Pour le PDG, l'Internet à plusieurs vitesses est inévitable et ne constitue pas une régression pour le consommateur. « Un email peut arriver avec quelques millisecondes de retard. Une vidéoconférence, elle, ne devrait pas subir de latence en cas de pic de trafic. C'est pourquoi la possibilité de donner priorité à des services sensibles si le réseau est saturé doit exister » explique-t-il. Pour le PDG de Deutsche Telekom, il s'agit donc d'une avancée pour le consommateur et non de la fin d'une liberté.

L'Internet à plusieurs vitesses existe déjà

En outre, il ajoute que la différence de traitement du contenu est une pratique courante puisque les utilisateurs peuvent décider eux-mêmes du niveau de service qu'ils veulent en fonction de ce qu'ils payent : espace de stockage supplémentaire pour les e-mails, fonctions améliorées de recherche sur LinkedIn, vidéos en HD la place de la qualité SD. "À l'avenir, il sera possible de réserver un service avec une qualité assurée, en échange de quelques euros de plus. La différenciation de la qualité est loin d'être une révolution sur Internet, il s'agit d'un développement naturel." Pour l'opérateur allemand, la qualité d'accès aux contenus web dépend et dépendra de ce que payent les internautes.

L'Internet illimité en passe de disparaître en Europe?

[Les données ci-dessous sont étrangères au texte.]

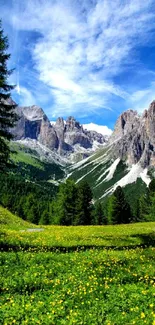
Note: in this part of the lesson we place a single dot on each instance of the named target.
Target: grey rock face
(61, 137)
(133, 138)
(34, 124)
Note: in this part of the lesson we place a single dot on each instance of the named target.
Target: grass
(77, 275)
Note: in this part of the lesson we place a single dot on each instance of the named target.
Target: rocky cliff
(64, 137)
(133, 138)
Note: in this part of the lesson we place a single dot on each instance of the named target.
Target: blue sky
(91, 59)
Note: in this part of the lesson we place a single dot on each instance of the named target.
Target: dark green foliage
(84, 205)
(64, 208)
(99, 216)
(73, 204)
(119, 209)
(7, 107)
(152, 186)
(28, 200)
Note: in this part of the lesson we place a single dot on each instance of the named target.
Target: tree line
(73, 203)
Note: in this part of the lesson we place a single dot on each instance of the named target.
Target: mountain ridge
(69, 140)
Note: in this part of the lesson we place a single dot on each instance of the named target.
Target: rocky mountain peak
(72, 124)
(33, 112)
(60, 122)
(126, 122)
(65, 138)
(133, 138)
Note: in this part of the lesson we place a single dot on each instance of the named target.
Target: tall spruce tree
(84, 205)
(119, 209)
(64, 207)
(7, 107)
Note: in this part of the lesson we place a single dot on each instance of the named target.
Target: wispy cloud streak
(82, 46)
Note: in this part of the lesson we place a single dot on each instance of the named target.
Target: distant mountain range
(68, 140)
(126, 158)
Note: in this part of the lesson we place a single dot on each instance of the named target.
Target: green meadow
(76, 275)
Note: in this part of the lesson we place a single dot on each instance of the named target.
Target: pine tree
(64, 209)
(119, 209)
(7, 107)
(99, 218)
(84, 205)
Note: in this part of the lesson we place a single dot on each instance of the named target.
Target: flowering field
(93, 275)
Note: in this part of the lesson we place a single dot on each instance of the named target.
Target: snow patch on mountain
(135, 172)
(103, 129)
(111, 170)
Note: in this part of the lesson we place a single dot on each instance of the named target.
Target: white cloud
(26, 96)
(141, 99)
(82, 46)
(98, 128)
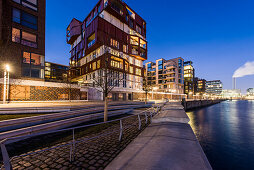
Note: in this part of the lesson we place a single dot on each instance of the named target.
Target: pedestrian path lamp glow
(6, 83)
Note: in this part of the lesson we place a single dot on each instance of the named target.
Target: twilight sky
(217, 35)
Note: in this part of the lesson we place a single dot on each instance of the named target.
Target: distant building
(22, 37)
(214, 87)
(199, 86)
(56, 72)
(231, 94)
(189, 74)
(166, 75)
(250, 91)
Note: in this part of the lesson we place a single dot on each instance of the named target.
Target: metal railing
(72, 144)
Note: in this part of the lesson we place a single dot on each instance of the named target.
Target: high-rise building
(166, 75)
(22, 37)
(199, 86)
(214, 87)
(114, 36)
(189, 74)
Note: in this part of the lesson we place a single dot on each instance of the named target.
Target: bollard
(6, 158)
(121, 130)
(73, 142)
(146, 117)
(139, 123)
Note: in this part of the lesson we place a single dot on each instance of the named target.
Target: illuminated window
(26, 57)
(94, 65)
(125, 48)
(114, 43)
(131, 69)
(138, 71)
(98, 63)
(126, 67)
(15, 35)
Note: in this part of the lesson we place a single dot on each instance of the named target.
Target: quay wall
(194, 104)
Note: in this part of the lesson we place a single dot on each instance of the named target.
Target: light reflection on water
(226, 133)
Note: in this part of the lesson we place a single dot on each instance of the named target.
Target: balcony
(73, 31)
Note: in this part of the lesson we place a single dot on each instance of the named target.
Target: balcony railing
(91, 43)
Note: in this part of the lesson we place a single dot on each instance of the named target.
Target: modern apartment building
(189, 74)
(112, 36)
(22, 37)
(214, 87)
(166, 75)
(56, 72)
(250, 91)
(199, 86)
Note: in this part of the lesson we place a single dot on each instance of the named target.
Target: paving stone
(93, 154)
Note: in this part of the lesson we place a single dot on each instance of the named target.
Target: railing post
(121, 130)
(74, 145)
(139, 122)
(71, 153)
(6, 158)
(146, 117)
(151, 116)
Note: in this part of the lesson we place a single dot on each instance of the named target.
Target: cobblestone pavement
(93, 154)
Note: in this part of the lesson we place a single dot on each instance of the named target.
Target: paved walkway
(93, 154)
(168, 143)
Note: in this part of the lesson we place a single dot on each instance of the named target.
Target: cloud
(245, 70)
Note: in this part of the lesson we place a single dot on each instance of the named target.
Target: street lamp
(6, 83)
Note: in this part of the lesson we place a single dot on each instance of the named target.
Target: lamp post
(6, 83)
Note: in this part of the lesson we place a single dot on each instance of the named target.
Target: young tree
(146, 88)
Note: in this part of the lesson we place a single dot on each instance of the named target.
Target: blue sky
(217, 35)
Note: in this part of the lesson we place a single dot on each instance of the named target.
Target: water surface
(226, 134)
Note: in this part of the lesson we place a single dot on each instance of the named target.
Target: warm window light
(7, 67)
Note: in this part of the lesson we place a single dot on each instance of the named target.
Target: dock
(167, 143)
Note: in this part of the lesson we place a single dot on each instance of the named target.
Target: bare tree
(146, 88)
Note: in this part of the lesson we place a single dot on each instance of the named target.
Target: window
(26, 58)
(29, 39)
(24, 19)
(116, 62)
(29, 21)
(91, 40)
(138, 71)
(31, 63)
(98, 63)
(114, 43)
(126, 67)
(16, 15)
(138, 29)
(15, 35)
(125, 48)
(131, 69)
(36, 59)
(32, 4)
(94, 65)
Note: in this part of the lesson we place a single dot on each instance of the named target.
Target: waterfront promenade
(168, 143)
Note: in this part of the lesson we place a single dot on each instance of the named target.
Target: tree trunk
(146, 99)
(106, 109)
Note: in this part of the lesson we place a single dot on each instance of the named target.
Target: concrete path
(168, 143)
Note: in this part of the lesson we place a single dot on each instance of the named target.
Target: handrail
(7, 160)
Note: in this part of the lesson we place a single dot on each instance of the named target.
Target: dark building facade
(22, 37)
(56, 72)
(189, 74)
(112, 36)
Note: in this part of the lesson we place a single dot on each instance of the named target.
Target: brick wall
(42, 93)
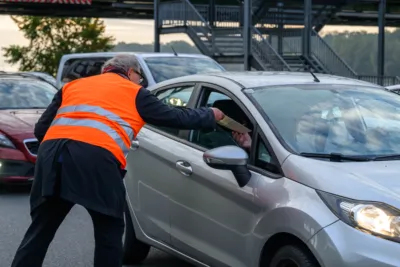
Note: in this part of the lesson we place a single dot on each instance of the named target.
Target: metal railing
(266, 53)
(328, 57)
(182, 13)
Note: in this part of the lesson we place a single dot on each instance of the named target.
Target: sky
(138, 31)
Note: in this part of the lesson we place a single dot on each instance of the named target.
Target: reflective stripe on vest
(102, 112)
(96, 124)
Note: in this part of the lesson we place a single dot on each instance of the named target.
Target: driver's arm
(154, 111)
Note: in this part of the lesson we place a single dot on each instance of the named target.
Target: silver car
(317, 188)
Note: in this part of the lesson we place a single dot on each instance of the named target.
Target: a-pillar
(306, 45)
(381, 41)
(247, 34)
(157, 25)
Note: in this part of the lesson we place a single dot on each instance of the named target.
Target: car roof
(251, 79)
(138, 54)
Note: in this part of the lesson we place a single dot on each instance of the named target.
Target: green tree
(51, 38)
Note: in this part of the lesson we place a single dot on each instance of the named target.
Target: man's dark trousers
(47, 218)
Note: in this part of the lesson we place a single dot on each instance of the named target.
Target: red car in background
(23, 98)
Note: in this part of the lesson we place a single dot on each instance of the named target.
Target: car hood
(14, 121)
(370, 181)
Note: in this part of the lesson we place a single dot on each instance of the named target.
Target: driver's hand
(243, 140)
(218, 114)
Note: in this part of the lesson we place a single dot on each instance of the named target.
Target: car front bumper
(344, 246)
(16, 171)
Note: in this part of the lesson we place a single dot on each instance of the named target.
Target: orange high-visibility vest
(101, 111)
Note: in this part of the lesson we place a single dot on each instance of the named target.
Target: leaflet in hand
(233, 125)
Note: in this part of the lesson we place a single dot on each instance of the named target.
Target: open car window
(221, 136)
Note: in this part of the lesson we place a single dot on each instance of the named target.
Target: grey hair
(123, 62)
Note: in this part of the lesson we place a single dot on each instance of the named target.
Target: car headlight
(5, 142)
(371, 217)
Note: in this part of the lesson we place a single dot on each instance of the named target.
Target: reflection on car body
(321, 175)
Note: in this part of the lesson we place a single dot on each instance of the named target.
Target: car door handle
(135, 144)
(184, 167)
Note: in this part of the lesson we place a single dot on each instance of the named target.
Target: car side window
(221, 136)
(175, 97)
(264, 159)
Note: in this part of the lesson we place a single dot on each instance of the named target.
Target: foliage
(51, 38)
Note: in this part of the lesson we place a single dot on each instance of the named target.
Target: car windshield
(165, 68)
(25, 93)
(345, 119)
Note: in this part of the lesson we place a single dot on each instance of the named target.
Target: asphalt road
(73, 245)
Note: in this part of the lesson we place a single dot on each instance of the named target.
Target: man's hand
(218, 114)
(243, 140)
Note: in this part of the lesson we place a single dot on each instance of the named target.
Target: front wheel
(293, 256)
(134, 251)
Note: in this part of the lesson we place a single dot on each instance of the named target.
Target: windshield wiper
(336, 157)
(388, 157)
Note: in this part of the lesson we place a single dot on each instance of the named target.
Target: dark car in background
(23, 98)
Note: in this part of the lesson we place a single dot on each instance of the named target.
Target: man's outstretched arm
(154, 111)
(48, 116)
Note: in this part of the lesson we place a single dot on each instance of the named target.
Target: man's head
(127, 64)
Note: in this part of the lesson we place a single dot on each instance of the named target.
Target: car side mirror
(231, 158)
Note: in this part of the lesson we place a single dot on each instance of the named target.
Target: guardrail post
(211, 12)
(381, 41)
(307, 27)
(157, 25)
(280, 27)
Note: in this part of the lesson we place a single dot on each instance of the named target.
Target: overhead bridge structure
(261, 34)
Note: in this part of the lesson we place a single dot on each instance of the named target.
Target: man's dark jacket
(89, 175)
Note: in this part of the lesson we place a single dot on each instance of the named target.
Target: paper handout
(233, 125)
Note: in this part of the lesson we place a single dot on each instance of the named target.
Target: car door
(211, 216)
(151, 169)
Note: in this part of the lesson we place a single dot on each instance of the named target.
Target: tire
(293, 256)
(134, 251)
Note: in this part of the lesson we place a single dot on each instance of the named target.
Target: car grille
(32, 145)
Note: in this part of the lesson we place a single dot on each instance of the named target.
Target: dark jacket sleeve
(154, 111)
(47, 117)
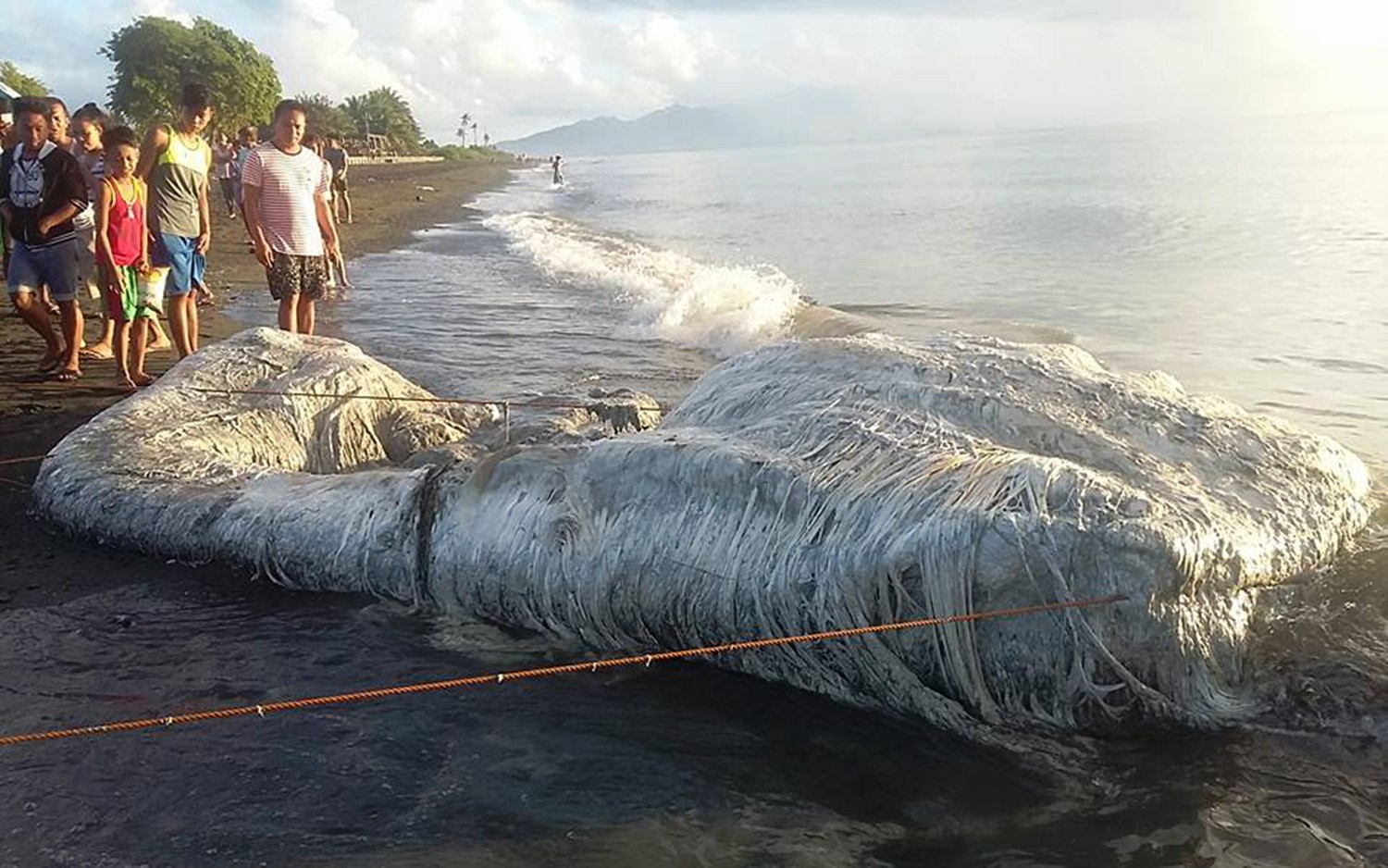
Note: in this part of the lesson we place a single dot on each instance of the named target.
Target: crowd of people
(88, 205)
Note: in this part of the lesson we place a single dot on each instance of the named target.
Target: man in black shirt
(41, 192)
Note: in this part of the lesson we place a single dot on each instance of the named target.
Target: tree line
(155, 57)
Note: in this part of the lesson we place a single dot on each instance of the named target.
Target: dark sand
(39, 568)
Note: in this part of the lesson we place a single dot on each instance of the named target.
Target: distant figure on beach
(175, 163)
(286, 210)
(336, 155)
(244, 143)
(86, 128)
(124, 242)
(333, 263)
(41, 192)
(222, 155)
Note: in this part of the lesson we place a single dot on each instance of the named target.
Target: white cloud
(522, 64)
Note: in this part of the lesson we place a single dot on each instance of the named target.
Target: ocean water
(1249, 260)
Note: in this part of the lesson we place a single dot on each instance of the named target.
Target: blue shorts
(55, 267)
(180, 255)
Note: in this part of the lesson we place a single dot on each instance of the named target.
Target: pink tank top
(125, 224)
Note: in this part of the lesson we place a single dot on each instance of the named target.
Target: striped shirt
(288, 185)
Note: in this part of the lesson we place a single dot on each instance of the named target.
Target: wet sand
(36, 411)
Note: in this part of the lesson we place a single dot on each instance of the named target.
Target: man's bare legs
(183, 324)
(71, 321)
(296, 314)
(121, 341)
(141, 333)
(35, 314)
(130, 343)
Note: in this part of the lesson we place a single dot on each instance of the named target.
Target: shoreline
(42, 568)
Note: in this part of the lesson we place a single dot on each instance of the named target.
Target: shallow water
(1248, 261)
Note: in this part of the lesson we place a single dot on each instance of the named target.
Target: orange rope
(24, 460)
(218, 714)
(477, 402)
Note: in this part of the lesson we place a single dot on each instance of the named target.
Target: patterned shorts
(296, 275)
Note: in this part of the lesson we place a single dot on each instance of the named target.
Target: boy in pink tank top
(124, 249)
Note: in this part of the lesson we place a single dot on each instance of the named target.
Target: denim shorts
(180, 255)
(55, 267)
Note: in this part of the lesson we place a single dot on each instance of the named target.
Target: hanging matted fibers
(799, 488)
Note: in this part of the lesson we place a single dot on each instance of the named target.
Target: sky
(524, 66)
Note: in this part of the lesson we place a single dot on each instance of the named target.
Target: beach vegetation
(383, 113)
(155, 57)
(458, 153)
(327, 117)
(27, 85)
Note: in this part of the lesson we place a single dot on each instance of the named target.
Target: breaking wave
(810, 485)
(722, 308)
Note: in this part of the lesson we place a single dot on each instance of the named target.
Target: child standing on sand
(124, 249)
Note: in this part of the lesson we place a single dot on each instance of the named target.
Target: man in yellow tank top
(177, 164)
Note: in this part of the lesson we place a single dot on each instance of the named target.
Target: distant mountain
(802, 117)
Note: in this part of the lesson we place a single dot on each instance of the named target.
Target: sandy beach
(36, 413)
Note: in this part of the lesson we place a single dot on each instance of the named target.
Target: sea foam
(805, 487)
(722, 308)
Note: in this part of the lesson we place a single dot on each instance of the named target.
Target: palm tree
(385, 113)
(324, 116)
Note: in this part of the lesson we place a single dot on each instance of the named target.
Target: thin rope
(500, 678)
(475, 402)
(24, 460)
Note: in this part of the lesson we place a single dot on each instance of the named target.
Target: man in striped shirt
(286, 211)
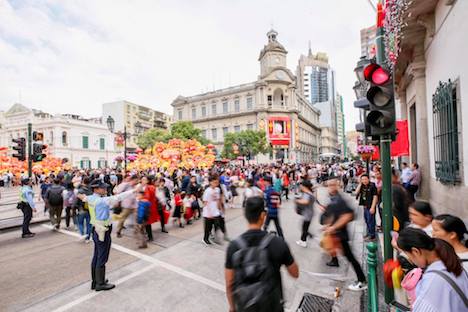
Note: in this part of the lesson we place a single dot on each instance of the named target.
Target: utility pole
(385, 141)
(29, 150)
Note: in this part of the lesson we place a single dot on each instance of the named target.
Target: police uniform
(26, 204)
(99, 211)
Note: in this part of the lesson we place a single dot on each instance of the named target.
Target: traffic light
(20, 148)
(381, 116)
(38, 154)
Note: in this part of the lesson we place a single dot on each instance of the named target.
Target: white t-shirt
(464, 258)
(211, 196)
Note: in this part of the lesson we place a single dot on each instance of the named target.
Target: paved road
(50, 272)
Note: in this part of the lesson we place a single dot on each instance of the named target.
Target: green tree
(185, 130)
(249, 142)
(151, 136)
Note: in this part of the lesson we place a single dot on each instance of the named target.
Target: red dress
(150, 195)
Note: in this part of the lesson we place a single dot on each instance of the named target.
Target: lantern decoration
(175, 154)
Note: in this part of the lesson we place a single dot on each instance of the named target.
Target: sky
(72, 56)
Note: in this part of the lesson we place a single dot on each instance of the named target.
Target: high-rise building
(136, 118)
(340, 125)
(271, 104)
(316, 81)
(368, 41)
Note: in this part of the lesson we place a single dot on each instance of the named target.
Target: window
(213, 109)
(249, 103)
(85, 141)
(64, 138)
(446, 141)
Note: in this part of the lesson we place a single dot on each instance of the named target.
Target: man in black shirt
(368, 198)
(278, 254)
(337, 215)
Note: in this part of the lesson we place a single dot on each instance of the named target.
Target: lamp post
(138, 128)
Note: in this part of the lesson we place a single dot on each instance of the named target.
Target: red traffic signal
(376, 74)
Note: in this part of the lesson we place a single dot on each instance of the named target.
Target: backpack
(253, 275)
(55, 196)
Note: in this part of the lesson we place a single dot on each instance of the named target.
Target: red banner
(279, 130)
(399, 147)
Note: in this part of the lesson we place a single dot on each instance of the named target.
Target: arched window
(64, 138)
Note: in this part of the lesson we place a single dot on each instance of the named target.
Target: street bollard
(372, 292)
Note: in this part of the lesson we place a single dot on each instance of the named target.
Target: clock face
(280, 75)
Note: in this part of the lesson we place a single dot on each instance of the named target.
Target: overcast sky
(72, 56)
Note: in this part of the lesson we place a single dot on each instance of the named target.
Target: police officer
(99, 209)
(27, 206)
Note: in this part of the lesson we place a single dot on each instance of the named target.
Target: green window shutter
(85, 141)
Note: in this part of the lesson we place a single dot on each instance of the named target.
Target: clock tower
(272, 55)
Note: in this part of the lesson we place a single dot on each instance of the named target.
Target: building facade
(134, 118)
(316, 81)
(271, 104)
(85, 143)
(368, 47)
(340, 126)
(431, 82)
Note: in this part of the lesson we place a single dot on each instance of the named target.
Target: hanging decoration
(393, 22)
(175, 154)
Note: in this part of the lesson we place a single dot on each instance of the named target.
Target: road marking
(157, 262)
(95, 293)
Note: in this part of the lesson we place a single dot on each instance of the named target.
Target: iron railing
(445, 125)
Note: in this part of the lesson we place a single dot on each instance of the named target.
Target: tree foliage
(183, 130)
(250, 142)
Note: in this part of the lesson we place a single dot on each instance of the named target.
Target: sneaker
(357, 286)
(301, 243)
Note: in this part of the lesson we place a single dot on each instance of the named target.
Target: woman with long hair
(452, 230)
(444, 285)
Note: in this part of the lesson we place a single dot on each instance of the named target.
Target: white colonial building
(85, 143)
(271, 104)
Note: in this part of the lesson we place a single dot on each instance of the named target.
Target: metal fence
(446, 147)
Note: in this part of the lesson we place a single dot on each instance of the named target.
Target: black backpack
(253, 289)
(55, 196)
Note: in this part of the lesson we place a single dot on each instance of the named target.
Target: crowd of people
(94, 200)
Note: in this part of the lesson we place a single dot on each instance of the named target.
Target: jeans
(278, 226)
(349, 255)
(305, 230)
(27, 216)
(83, 219)
(370, 222)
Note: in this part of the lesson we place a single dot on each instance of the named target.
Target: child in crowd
(179, 205)
(142, 218)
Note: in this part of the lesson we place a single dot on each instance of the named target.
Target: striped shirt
(435, 294)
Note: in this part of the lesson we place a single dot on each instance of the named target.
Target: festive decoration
(393, 15)
(50, 164)
(175, 154)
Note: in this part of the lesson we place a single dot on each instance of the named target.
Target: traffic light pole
(29, 150)
(385, 141)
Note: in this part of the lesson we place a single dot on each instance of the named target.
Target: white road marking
(95, 293)
(156, 262)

Rappelons que depuis plusieurs années, la neutralité du net est fragilisée par un certain nombre de pratiques. En Allemagne par exemple, l'opérateur O2 avait déjà lancé un pavé dans la mare en mettant fin il y a un an à l'Internet illimité. Le fournisseur d'accès Internet a en effet remplacé ses forfaits fixes illimités par un système de fair use. En France, Orange et la Fédération Française des Télécoms avaient songé à une solution de ce type en 2011. « Oui, il y a certains forfaits sur lesquels on risque de mettre des seuils », confiait un porte-parole d’Orange, en ajoutant néanmoins que « s’ils ne concernent qu’ 1% des gens qui downloadent des films toute la journée, alors c’est envisageable. C’est inacceptable si cela impacte davantage de clients ». Avec la consommation croissante de data liée à l'engouement des Internautes pour la SVOD et les vidéos en haute définition, la génération d'une telle pratique est à craindre.

Les régulateurs garants de la neutralité du net

Se dirige-t-on vraiment vers un Internet à double vitesse ? Pas si sûr : les régulateurs nationaux tels que l'ARCEP en France seront chargés de veiller au respect de la neutralité d'Internet. « La neutralité du Net, c'est cette capacité à se connecter au réseau des réseaux, qui est devenu un véritable "bien commun" essentiel à la société et à l'économie. Je ne vois pas comment on peut organiser une neutralité à plusieurs vitesses » déclarait d'ailleurs à ce sujet Sébastien Soriano, le président de l'ARCEP, à nos confrères de Nextinpact.